Três Sonhos para Freeman I

                Freeman. O jovem dragão. Sim, era esse o seu nome. Freeman? Seria mesmo esse o seu nome? Ou apenas uma identidade?

                À medida que a luz nascente surgia entre as cortinas transparentes do quarto, as suas ideias começaram a tomar forma. Sentia-se ausente do seu corpo, que podia ver abaixo dele deitado na cama macia. Lençóis de linho retorciam-se à volta da sua nudez integral, revelando uma noite agitada que agora terminava, um sono nervoso e inconstante, uma respiração tremendo. O que teria acontecido?

                Espremendo as pálpebras, num esforço para acordar, as memórias vagas surgiam-lhe em ondas, causando uma espécie de tontura. Sim, lá estava ela. A sua amada, poderoso tigre prenhe, vestida à moda chinesa pelas mãos de um dos últimos designers. Os gestos delicados ao ajustar os óculos no nariz, depois colocando as mãos na garrafa de baijiu para o servir. Estava como sempre costumava estar, a sua vulgaridade tão bela no porte, o silêncio quebrado pelo olhar confiante, o olhar que era apenas dele, que confiava apenas nele. E depois uma certa fraqueza nas pernas: ela já lá não estava. Teria sido a bebida? Não, não podia ser. Como mestre de todos os venenos, que todos tinha provado para se tornar imune aos seus efeitos, o álcool não o afectava.

                As suas narinas tremeram, detectando um cheiro subtil misturado com o seu próprio suor. Rosas…. Rosas? Abriu os olhos. Viu a sua mão e experimentou movimentar os dedos, um de cada vez e depois fechando-se num punho. Começou a levantar-se, colocando todo o seu peso no braço perlado de suor, e os seus olhos encontraram um elemento estranho. Uma rosa numa jarra de cristal. Rosa?
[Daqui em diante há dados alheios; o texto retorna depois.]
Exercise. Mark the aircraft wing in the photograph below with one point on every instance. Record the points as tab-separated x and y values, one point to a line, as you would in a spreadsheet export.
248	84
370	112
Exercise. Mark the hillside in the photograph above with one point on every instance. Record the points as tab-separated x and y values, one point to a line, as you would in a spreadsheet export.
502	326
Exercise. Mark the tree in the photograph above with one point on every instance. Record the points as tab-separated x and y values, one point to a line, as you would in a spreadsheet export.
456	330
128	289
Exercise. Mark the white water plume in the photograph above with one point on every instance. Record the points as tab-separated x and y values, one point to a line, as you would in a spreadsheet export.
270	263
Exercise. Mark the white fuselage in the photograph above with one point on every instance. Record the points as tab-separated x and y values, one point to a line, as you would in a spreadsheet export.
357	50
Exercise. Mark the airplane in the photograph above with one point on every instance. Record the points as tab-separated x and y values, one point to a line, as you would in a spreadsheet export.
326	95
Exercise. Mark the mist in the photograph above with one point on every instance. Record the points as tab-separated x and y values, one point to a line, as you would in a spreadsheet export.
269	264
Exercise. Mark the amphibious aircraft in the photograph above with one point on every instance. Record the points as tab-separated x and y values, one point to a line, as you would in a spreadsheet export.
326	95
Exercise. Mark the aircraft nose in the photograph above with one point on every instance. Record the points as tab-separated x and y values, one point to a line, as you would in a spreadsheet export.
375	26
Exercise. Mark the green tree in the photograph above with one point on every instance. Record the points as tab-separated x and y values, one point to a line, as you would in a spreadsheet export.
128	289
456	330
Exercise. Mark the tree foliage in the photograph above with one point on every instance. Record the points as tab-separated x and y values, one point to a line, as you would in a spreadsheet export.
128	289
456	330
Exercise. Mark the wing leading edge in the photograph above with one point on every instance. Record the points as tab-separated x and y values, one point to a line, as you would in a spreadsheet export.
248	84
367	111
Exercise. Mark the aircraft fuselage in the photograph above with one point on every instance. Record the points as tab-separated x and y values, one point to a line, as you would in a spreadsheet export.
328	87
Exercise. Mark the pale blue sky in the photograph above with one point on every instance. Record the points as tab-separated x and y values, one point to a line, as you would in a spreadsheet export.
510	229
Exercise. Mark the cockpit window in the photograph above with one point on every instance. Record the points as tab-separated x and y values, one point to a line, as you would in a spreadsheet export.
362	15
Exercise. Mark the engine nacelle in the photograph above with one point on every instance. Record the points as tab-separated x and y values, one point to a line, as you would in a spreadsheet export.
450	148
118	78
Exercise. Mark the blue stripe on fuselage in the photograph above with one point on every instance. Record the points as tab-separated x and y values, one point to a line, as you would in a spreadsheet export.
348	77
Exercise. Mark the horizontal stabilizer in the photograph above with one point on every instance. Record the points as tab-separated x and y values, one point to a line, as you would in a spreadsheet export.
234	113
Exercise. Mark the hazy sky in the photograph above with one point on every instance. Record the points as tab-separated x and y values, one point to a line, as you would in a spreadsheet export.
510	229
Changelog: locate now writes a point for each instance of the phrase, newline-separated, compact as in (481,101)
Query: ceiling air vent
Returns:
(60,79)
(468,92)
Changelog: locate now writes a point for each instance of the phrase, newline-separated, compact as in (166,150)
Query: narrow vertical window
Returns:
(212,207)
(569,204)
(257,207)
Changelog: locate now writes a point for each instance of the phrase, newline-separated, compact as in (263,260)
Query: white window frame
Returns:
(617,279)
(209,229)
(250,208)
                Subitamente, a sua boca encheu-se de secura, a sua língua inchando em milhares de espículas gustativas. Precisava de água. Ele que conseguiria sobreviver num deserto por quarenta dias, sem sede e sem necessidades? Como assim?

                Procurou algo para beber, acabando por se apropriar da jarra que tinha visto. Agora estava acordado. Com os seus sentidos novamente activos, tão aguçados como os de um réptil mágico, reganhou a compostura e focou-se em perceber a sua situação. Era um quarto, provavelmente de um hotel. Amanhecia lá fora, mas ele sabia o suficiente para não se aproximar imediatamente da janela. Aliás, de pernas esticadas na cama e o tronco apoiado sobre os braços, parecia estar em profunda meditação, olhando para além do que estava à vista desarmada. Um quadro com uma rosa, uma cómoda que estava certamente vazia, a cama de dossel totalmente desfeita e a jarra. Completamente direita, sem um desvio, sem uma nódoa, com a flor apaixonada depositada ao seu lado. Pegou na flor. Rodou-a entre os dedos e voltou a coloca-la no seu lugar original. Só depois foi verificar a janela.

                A janela tinha uma balaustrada larga, com uma floreira, e estava pelo menos num quinto andar. Seria um salto possível, mas perigoso. A poucos metros, surgia outra janela, e elas sucediam-se em fileiras. As traseiras. Na rua, num passeio limpo, calcetado, muito branco, quase ninguém andava. As árvores cheias de pássaros traziam um odor de paz. Experimentou a porta. Trancada por fora, e podia perceber-se que havia um grande – embora discreto – dispositivo de segurança.

                Restava-lhe esperar.

                Só então percebeu que algo se estava a operar no seu corpo. Era-lhe indiferente, mas a sua penugem púbica eriçava-se, com o membro tentando estalar para fora da pele. Tocou-lhe com breve curiosidade, e houve um tremor. Uma vaga imagem do corpo da sua esposa, sempre tão túrgido e familiar. Mas em Freeman não havia emoção. Tinha sido transportado para o mundo dos Hundred Eight Dragons e agora era ele próprio um dragão, uma máquina aperfeiçoada para lutar, para matar, para ser o mestre da tempestade que arrasava o mundo. Todas as memórias, todos os sentimentos pareciam viver numa gaveta tão vazia como a daquela cómoda.

                Restava-lhe esperar.